L’un des représentants du genre, Fatboy Slim, explique ainsi que « ‘chaque morceau contient des dizaines d'extraits d'autres chansons, une bribe de mélodie, une ligne de guitare, un coup de caisse claire... si savamment coupés-collés, tordus, maquillés qu'ils en deviennent méconnaissables.’  » Rigoulet, Laurent, "Recherché pour détournement de sons", Libération, 5 décembre 1998, p.31.

27.

Une note étant un son musical à la durée précise, « ‘un son ayant une hauteur dans l’échelle de gamme et une durée particulières’ ». Torgue (1997), p43-44.

28.

Gros rythme et grosses basses : les bases du rap et de la techno appartiennent bien au rock.

29.

Et qui selon certains commentateurs n’est pas le caractère le plus signifiant de la musique rock.
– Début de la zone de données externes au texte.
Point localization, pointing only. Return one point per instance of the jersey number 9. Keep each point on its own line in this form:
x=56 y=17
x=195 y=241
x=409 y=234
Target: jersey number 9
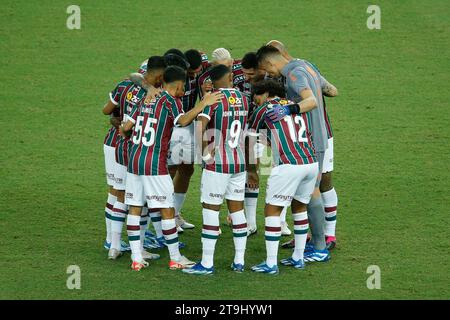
x=148 y=136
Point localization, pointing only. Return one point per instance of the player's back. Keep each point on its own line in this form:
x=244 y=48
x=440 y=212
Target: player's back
x=301 y=68
x=154 y=121
x=289 y=138
x=227 y=123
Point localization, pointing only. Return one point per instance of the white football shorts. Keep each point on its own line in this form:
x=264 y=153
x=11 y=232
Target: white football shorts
x=287 y=182
x=328 y=157
x=216 y=186
x=155 y=191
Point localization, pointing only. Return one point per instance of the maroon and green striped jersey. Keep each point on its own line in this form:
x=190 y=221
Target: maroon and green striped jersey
x=327 y=120
x=227 y=121
x=125 y=96
x=289 y=138
x=153 y=122
x=111 y=137
x=190 y=93
x=205 y=61
x=238 y=78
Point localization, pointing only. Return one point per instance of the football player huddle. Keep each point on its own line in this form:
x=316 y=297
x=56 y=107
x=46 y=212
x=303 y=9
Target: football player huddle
x=181 y=109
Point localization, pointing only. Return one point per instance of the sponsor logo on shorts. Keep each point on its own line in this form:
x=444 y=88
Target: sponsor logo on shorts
x=157 y=198
x=282 y=197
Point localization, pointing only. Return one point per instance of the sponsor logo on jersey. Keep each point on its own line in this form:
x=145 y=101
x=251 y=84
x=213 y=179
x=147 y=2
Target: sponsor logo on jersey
x=238 y=79
x=157 y=198
x=282 y=197
x=215 y=195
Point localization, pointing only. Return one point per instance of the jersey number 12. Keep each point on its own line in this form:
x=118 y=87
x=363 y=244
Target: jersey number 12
x=148 y=136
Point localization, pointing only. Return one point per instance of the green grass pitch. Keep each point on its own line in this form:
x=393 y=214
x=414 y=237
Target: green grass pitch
x=391 y=126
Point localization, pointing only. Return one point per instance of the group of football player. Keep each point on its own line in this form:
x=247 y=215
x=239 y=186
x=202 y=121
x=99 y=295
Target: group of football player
x=182 y=109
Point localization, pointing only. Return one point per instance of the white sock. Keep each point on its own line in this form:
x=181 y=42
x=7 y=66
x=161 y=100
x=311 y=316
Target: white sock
x=272 y=235
x=239 y=235
x=108 y=209
x=250 y=205
x=143 y=225
x=134 y=230
x=283 y=215
x=330 y=200
x=210 y=233
x=169 y=230
x=118 y=215
x=155 y=216
x=178 y=201
x=300 y=233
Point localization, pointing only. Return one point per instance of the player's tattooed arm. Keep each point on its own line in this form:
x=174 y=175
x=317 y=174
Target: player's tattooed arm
x=109 y=108
x=208 y=150
x=252 y=162
x=139 y=79
x=125 y=129
x=328 y=89
x=308 y=102
x=115 y=121
x=209 y=99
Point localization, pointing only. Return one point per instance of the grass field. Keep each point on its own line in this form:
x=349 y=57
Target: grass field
x=391 y=125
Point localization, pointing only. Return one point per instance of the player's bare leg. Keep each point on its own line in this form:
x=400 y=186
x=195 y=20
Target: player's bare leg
x=239 y=225
x=108 y=209
x=330 y=201
x=169 y=229
x=181 y=182
x=285 y=231
x=134 y=237
x=118 y=215
x=300 y=217
x=210 y=234
x=272 y=236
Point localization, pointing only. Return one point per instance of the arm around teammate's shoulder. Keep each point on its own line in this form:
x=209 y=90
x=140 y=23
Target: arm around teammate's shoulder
x=209 y=99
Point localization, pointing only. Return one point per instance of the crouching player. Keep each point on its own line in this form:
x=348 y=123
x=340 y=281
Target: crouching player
x=292 y=178
x=224 y=172
x=148 y=180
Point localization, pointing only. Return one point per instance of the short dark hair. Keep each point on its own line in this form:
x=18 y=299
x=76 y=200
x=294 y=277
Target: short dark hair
x=172 y=59
x=156 y=63
x=194 y=58
x=266 y=51
x=249 y=61
x=274 y=88
x=174 y=73
x=218 y=72
x=175 y=51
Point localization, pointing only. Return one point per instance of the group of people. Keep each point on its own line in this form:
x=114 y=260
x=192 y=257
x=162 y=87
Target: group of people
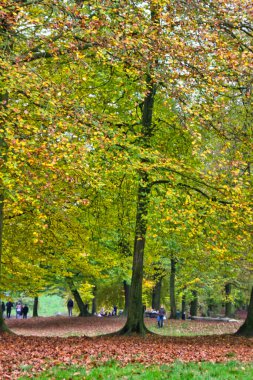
x=21 y=310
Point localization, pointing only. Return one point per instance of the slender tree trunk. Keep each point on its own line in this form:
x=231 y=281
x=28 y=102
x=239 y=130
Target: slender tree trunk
x=3 y=158
x=127 y=296
x=35 y=306
x=94 y=302
x=194 y=304
x=156 y=294
x=183 y=306
x=3 y=327
x=173 y=307
x=228 y=304
x=83 y=308
x=246 y=328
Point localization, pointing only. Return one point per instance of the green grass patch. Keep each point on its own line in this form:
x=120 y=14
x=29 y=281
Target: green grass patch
x=51 y=305
x=177 y=371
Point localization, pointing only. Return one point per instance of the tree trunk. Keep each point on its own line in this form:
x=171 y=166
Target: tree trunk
x=3 y=149
x=228 y=303
x=183 y=306
x=156 y=294
x=135 y=319
x=246 y=328
x=194 y=304
x=94 y=302
x=3 y=327
x=35 y=306
x=83 y=308
x=127 y=296
x=173 y=307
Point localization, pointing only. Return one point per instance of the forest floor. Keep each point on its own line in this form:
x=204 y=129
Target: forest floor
x=41 y=343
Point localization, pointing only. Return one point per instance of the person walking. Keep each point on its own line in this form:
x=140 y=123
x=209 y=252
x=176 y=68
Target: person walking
x=70 y=305
x=161 y=316
x=9 y=306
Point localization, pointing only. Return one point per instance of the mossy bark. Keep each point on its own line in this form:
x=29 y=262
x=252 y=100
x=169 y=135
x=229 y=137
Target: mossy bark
x=173 y=307
x=3 y=326
x=127 y=297
x=194 y=304
x=156 y=294
x=135 y=320
x=35 y=306
x=228 y=303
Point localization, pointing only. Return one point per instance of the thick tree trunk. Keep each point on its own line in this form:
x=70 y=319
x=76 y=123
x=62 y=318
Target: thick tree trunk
x=35 y=306
x=83 y=308
x=228 y=303
x=194 y=304
x=127 y=297
x=135 y=320
x=156 y=294
x=246 y=328
x=173 y=307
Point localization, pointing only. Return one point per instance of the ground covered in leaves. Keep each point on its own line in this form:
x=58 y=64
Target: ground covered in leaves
x=46 y=342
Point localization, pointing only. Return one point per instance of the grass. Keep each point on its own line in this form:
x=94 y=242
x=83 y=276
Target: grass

Ainsi Paul Yonnet considère la culture rock comme un langage international de reconnaissance pour la jeunesse, essentiellement non verbal :le son en lui-même apparaît plus important que le sens, « ‘les guitares sont plus douées d’expression que les mots, qui sont vieux (ils ont une histoire), et dont il y a lieu de se méfier ».’  Idée qu’il développe dans une étude plus récente en considérant les mots du rock libérés de la contrainte immédiate de sens, ce qui induit une nouvelle économie des relations entre paroles et musiques. La chanson rock ne doit pas raconter d’histoire, mais une suite d’impressions et d’impulsions d’où résulte un climat (notions largement étrangères à la tradition culturelle occidentale, d’où leur difficulté à s’installer). Yonnet (1985), p.141-203 et Yonnet (1999), p. 133-176.

30.

La chanson française se sépare en deux catégories : la musique de variété directement issue des tours de chant du music hall, où n’est proposé qu’un message de divertissement ; la chanson française au sens noble du terme, qui met en musique poésies ou textes engagés (les intellectuels s’intéressant à ce média populaire pour faire passer leur message : Aragon par exemple accepte avec enthousiasme la mise en musique de ses vers) ou qui crée son propre répertoire en privilégiant la beauté du texte aux arrangements musicaux (Brel, Ferré, etc.). La chanson française digne de ce nom a ainsi instauré une prétention littéraire au texte, modèle auquel ne répond pas le rock des origines. Dès lors, le rock en France sera relégué au niveau de la chanson de music-hall, de pur divertissement qui ne veut rien dire, même au moment où il prétendra fournir une véritable contre-culture. Si les années 50-70 marquent l’apogée de la chanson française, elle finit par être dépassée par la musique de variété qui imite et affadit la pop anglo-saxonne, oubliant conformément à son modèle étranger l’exigence textuelle de la chanson française.

31.

Ce qui peut aussi être une différence notable avec la musique de variété au sein de laquelle les chanteurs sont souvent uniquement des interprètes : les yéyés qui prétendaient aux titres de rockers français ne proposaient souvent qu’une adaptation des succès anglo-saxons du genre.

32.

Notons que si la voix du chanteur est souvent le signe distinctif d’un groupe, donc de son identité rock, l’ajout de chœurs a tendance à rapprocher la chanson de la variété, tout comme les arrangements dus à un grand orchestre. La forme rock est ainsi l’affaire de peu de choses, une certaine sobriété instrumentale pouvant être la marque de l’identité rock face à la variété.